Couldn’t have found a better owner! Nice ride! Happy Birthday!


----------



## GiovanniLiCalsi (Sep 12, 2019)

HAPPY BIRTHDAY!
Beautiful Ray!


----------



## Mr. Monkeyarms (Sep 12, 2019)

Excellent way to spend your Birthday!!


----------



## Jesse McCauley (Sep 13, 2019)

Progress Report!


















Sent from my iPhone using Tapatalk


----------



## Jesse McCauley (Sep 13, 2019)

After a bit of research it seems possible the Rex rat trap pedals were a period option and possibly "original" to the bike and riders preferences vs the Star rat traps.


----------



## Jesse McCauley (Sep 14, 2019)

After a bit of cleaning they are ready to go back on the bike, changed my mind on replacing them with stars. 

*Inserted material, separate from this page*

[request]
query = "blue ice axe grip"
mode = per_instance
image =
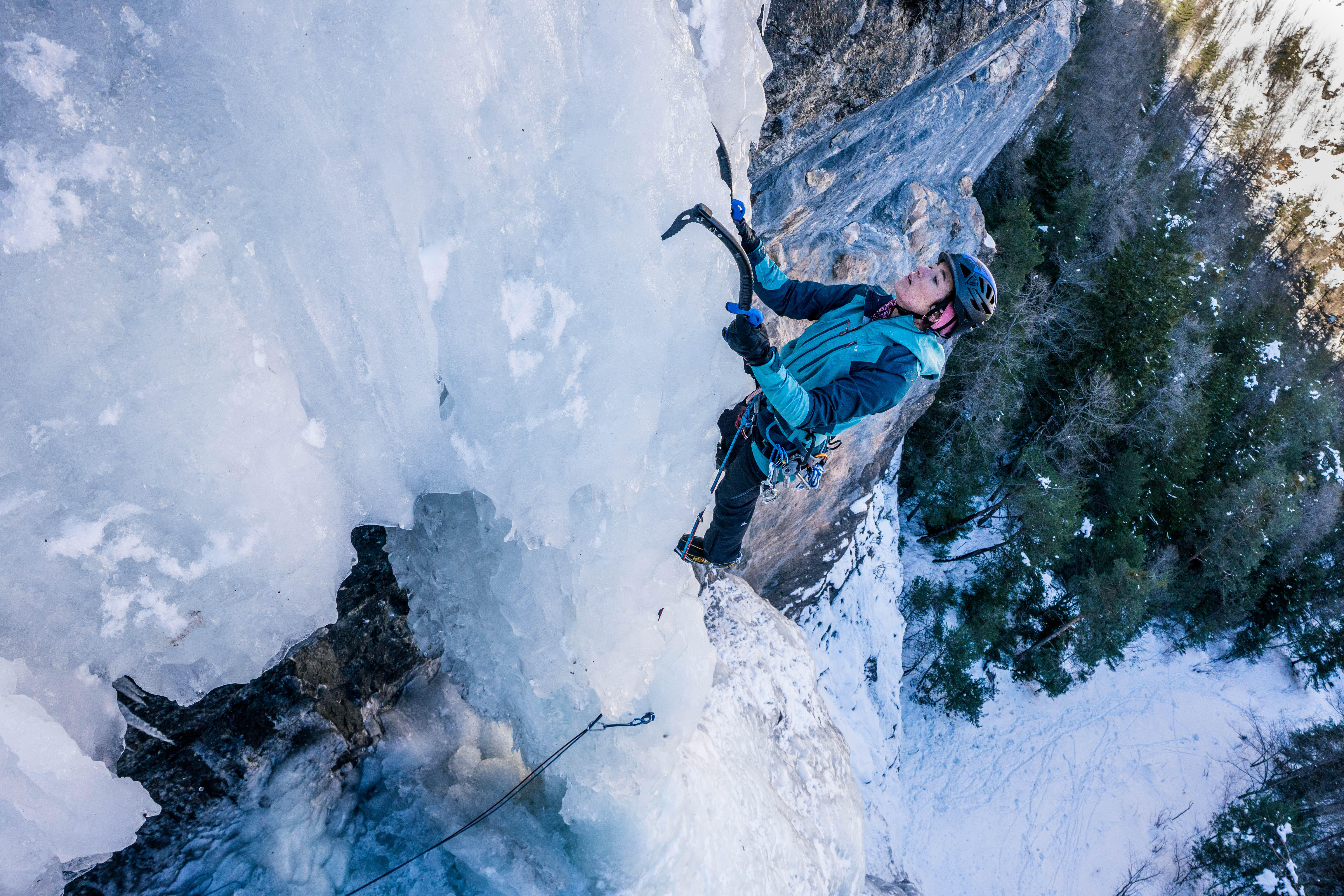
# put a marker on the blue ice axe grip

Initially (from photos pre purchase) I thought they were Torrington 18 replacement pedals but once I saw them I knew they were the earlier Rex design with more traditional domed cap and square block bolts. 

Ultra clean, original nickel is very strong 










Sent from my iPhone using Tapatalk


----------



## Jesse McCauley (Sep 14, 2019)

After consulting with @hoofhearted I think I will re-rethink my plan and use the star traps I have. I need to do a little axle work on them but nonetheless, this bike will be a polished example soon.


----------



## Jesse McCauley (Sep 14, 2019)

Update as of this afternoon, put in a couple more hours of paint polishing. 
- Cleaned chain and chainring 

Still more yellow to pull off but mannnn my fingers are aching, time for a break and a walk with the dog.


















Sent from my iPhone using Tapatalk


----------



## Jesse McCauley (Sep 16, 2019)

Star Pedals, Bridgeport No. 2 frame pump, and a Seth Thomas cyclometer.

Call it a day.














































Sent from my iPhone using Tapatalk


----------



## Goldenindian (Sep 16, 2019)

Those Rex pedals are amazing!! What a score!  Beautiful condition. Thanks for sharing all these pictures with the cabe. You have been finding some amazing machines!!


----------